Berikut perinciannya:
Mengenai narasi "Akan tetapi, penandatanganan kontrak kerja sama tersebut dilakukan tanpa adanya anggaran Kemhan"
Tanggapan : Laksamana Muda TNI (P) Ir. Leonardi, MSc. hanya melaksanakan penandatanganan kontrak setelah DIPA tersedia, yakni pada Oktober 2016, bukan 1 Juli 2016 pada saat anggaran belum ada sebagaimana diberitakan atau dituduhkan.
Selain itu, penunjukan Navayo sebagai pihak ketiga juga tanpa melalui proses pengadaan barang dan jasa
Tanggapan : Penunjukan Navayo selaku pemenang adalah wewenang Pengguna Anggaran dan telah disampaikan akhir tahun 2015 pada rapat terbatas dengan
Presiden Joko Widodo pada saat itu.

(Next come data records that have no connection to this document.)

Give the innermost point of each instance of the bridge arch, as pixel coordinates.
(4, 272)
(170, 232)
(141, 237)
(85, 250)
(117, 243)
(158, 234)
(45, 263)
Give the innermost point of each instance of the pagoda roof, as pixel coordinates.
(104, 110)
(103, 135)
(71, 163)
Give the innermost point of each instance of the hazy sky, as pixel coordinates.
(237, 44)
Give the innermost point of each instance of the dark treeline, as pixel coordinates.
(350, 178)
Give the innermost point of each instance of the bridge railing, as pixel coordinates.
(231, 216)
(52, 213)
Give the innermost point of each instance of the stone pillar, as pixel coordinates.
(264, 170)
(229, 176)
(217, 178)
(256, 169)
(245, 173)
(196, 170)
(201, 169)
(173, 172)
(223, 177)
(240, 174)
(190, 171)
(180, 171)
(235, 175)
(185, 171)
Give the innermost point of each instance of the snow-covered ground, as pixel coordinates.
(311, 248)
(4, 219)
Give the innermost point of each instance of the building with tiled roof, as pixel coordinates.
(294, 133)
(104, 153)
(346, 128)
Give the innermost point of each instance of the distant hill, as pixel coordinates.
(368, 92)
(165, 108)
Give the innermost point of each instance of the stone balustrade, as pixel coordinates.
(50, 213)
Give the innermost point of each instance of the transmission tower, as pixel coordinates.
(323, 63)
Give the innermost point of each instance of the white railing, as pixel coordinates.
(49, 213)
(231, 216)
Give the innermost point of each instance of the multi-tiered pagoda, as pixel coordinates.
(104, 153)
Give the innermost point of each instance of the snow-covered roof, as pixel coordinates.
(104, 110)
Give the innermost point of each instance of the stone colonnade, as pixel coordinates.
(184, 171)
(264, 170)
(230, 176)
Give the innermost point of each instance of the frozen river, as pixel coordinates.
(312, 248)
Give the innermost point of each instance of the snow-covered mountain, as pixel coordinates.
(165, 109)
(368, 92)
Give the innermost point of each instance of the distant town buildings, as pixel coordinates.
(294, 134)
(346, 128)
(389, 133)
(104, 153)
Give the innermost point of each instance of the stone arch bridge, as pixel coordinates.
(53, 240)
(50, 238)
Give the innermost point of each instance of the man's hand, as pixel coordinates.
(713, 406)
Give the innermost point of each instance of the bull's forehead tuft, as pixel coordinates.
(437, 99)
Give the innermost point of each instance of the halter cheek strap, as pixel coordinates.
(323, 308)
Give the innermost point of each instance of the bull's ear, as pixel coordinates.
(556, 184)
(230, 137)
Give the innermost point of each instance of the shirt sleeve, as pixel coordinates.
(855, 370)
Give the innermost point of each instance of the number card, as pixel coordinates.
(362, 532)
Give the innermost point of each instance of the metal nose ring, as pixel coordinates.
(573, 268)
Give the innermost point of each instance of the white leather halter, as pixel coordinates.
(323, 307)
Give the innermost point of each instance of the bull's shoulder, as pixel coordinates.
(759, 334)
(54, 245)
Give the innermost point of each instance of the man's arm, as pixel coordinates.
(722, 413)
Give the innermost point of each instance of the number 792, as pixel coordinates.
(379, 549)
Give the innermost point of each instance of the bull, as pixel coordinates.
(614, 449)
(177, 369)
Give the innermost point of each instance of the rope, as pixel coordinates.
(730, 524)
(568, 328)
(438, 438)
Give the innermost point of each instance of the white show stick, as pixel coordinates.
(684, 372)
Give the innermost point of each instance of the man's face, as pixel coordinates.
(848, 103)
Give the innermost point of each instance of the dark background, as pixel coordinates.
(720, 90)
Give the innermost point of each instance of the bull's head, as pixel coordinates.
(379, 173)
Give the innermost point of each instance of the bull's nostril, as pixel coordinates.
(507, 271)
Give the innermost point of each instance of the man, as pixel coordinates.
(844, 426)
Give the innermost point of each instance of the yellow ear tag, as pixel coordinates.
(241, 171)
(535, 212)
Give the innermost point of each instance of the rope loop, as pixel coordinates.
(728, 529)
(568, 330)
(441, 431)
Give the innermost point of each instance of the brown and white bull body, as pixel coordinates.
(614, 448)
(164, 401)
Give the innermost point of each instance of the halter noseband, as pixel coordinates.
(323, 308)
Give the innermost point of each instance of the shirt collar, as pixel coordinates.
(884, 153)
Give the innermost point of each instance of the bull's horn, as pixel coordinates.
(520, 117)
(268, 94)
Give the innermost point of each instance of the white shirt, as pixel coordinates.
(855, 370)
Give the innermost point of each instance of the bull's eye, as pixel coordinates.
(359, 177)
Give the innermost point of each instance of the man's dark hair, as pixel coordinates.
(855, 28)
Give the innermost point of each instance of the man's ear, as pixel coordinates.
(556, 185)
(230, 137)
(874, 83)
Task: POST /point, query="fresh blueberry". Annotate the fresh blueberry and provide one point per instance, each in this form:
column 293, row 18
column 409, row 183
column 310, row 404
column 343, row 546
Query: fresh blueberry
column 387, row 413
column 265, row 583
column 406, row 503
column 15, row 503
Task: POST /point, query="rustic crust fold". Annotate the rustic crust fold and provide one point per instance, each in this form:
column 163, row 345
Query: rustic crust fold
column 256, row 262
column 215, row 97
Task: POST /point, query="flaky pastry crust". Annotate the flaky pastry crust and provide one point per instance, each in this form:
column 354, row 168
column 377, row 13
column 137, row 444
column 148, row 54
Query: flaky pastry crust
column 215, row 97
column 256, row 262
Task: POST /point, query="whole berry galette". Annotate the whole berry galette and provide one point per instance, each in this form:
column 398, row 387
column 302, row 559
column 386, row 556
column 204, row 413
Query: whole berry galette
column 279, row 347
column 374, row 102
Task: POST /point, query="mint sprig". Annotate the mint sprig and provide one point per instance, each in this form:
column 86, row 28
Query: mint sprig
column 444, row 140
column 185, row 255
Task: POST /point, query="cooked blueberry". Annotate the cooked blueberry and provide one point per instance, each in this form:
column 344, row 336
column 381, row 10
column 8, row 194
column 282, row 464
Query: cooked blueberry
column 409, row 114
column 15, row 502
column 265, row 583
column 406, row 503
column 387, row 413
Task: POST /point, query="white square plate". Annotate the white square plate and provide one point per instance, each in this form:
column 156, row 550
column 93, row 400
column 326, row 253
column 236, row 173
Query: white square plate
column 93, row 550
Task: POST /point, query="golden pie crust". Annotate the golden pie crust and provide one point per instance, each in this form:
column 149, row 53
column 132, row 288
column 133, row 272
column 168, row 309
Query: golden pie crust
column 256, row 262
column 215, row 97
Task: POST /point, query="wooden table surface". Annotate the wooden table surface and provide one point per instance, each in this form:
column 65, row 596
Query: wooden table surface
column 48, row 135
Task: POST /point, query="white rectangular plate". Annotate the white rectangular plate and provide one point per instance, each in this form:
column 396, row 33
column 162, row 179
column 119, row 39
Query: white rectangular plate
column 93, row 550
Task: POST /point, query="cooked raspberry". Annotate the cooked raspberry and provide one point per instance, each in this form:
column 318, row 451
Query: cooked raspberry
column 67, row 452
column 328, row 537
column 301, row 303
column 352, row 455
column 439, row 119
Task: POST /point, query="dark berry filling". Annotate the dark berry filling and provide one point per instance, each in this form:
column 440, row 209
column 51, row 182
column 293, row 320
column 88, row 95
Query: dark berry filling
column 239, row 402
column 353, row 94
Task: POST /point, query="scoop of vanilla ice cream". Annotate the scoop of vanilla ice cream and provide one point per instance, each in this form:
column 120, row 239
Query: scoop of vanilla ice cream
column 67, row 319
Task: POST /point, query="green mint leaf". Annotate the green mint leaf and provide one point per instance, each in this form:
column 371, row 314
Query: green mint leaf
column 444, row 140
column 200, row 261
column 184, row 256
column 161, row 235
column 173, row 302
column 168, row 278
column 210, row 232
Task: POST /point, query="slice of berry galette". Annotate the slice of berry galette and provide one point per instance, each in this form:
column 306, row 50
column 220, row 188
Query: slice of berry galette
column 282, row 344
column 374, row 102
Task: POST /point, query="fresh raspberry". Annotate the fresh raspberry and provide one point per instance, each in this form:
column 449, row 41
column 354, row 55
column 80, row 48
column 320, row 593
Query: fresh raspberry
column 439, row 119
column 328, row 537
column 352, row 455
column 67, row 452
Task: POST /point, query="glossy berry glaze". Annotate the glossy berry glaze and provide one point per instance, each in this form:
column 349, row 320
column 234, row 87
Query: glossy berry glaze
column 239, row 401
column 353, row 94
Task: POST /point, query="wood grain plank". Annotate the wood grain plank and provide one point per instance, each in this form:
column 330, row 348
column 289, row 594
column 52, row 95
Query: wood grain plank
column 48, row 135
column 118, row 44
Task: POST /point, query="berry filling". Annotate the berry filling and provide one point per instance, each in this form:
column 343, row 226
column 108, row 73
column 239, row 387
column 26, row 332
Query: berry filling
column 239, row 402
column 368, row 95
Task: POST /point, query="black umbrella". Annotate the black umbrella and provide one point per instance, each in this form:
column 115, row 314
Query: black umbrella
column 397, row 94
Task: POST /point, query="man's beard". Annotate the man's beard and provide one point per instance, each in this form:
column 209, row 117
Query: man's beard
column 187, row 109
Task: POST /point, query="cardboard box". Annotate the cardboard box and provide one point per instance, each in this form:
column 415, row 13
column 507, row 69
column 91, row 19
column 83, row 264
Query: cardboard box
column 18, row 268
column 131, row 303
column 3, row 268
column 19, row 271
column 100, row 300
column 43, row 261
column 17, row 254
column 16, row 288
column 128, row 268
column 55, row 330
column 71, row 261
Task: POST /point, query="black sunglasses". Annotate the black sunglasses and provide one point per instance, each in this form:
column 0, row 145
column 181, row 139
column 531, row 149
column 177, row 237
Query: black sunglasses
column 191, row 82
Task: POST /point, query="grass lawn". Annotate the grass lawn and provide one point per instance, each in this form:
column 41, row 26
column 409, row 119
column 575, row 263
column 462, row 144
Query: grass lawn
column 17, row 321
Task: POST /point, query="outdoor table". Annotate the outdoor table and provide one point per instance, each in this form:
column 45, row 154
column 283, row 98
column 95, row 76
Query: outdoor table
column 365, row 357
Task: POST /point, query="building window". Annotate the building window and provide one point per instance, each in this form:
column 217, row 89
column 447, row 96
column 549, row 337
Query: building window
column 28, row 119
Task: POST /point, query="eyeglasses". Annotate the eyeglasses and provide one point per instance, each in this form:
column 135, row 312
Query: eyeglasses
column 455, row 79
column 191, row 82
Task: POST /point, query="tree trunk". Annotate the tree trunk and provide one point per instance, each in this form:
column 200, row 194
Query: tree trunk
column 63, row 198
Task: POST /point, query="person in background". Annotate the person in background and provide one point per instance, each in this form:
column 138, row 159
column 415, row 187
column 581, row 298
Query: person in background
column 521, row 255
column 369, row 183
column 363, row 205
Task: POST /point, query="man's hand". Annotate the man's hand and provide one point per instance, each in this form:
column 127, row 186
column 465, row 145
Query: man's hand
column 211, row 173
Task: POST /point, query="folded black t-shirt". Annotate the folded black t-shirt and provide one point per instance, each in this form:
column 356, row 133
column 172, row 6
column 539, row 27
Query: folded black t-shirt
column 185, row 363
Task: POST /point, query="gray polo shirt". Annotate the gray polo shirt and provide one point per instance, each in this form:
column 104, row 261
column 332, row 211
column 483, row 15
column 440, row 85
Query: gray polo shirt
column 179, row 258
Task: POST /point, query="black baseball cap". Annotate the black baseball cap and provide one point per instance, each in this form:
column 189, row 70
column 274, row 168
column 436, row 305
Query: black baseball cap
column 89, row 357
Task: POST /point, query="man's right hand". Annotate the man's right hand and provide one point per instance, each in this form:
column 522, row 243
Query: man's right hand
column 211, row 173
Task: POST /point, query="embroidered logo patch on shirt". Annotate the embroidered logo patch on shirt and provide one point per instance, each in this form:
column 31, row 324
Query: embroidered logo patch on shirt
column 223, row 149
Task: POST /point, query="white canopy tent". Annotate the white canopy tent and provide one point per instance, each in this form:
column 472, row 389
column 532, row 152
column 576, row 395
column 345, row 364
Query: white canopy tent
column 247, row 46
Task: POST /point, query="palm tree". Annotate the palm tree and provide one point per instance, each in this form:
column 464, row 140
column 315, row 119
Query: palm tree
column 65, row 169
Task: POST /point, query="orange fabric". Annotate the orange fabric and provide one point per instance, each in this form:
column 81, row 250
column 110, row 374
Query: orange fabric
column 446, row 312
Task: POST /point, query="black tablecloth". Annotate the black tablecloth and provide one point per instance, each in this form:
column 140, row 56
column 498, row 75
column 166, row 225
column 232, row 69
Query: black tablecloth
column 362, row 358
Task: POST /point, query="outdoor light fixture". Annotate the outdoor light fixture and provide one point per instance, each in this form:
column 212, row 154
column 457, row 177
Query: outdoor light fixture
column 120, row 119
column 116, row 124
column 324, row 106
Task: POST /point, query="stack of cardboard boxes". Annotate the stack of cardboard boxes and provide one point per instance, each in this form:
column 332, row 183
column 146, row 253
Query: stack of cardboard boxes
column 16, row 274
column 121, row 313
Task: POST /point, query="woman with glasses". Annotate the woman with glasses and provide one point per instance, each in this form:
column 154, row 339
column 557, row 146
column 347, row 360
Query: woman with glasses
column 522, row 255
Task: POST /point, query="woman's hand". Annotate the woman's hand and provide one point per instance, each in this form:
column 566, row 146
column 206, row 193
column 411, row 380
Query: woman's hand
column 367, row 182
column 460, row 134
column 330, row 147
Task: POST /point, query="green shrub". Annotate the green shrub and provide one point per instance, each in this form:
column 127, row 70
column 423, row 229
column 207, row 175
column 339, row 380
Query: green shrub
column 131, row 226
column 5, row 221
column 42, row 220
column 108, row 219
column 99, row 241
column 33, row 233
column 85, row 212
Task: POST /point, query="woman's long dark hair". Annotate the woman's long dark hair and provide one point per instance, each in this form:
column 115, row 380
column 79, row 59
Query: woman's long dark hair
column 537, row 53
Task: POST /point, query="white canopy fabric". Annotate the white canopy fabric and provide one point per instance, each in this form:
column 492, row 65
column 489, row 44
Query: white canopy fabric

Bahwa Laksamana Muda TNI (P) Ir. Leonardi, MSc. hanya bertugas sebagai PPK bukan pengambil keputusan utama dalam pengadaan barang dan jasa di lingkungan Kementerian Pertahanan, seluruh perencanaan, persetujuan alokasi anggaran, dan pengesahan kontrak berada pada otoritas Pengguna Anggaran (PA) dan Kuasa Pengguna Anggaran (KPA). Fakta hukum ini menjadikan tuduhan "bersekongkol" sebagai spekulasi yang tidak ditopang
bukti formil yang sah.
2. Tidak ada satu rupiah pun yang dibayarkan kepada Navayo - tidak ada kerugian negara aktual
Berdasarkan Laporan Audit Investigatif BPKP tertanggal 12 Agustus 2022, nilai Rp306.829.854.917,72 yang disebut sebagai kerugian negara hanyalah estimasi
kewajiban dan belum pernah direalisasikan melalui pembayaran dari kas negara kepada pihak ketiga, dalam hal ini Navayo International AG.
Tidak ada pembayaran yang dilakukan oleh Kementerian Pertahanan atas invoice yang diajukan Navayo. Dengan demikian, tidak terdapat kerugian aktual (actual loss)
sebagaimana didefinisikan dalam Pasal 1 angka 22 Undang-Undang Nomor 1 Tahun 2004 tentang Perbendaharaan Negara.
Putusan Mahkamah Konstitusi Nomor 25/PUU-XIV/2016 juga menegaskan bahwa kerugian keuangan negara harus nyata, pasti, dan aktual, bukan sekadar potensi kerugian. Laporan hasil audit BPKP yang menjadi batu pijakan penyidik Kejagung RI menetapkan klien kami sebagai tersangka menyebutkan bahwa:
a. Tagihan (invoice) senilai ± usd 16 juta yang diajukan Navayo belum pernah dibayarkan oleh Kemenhan.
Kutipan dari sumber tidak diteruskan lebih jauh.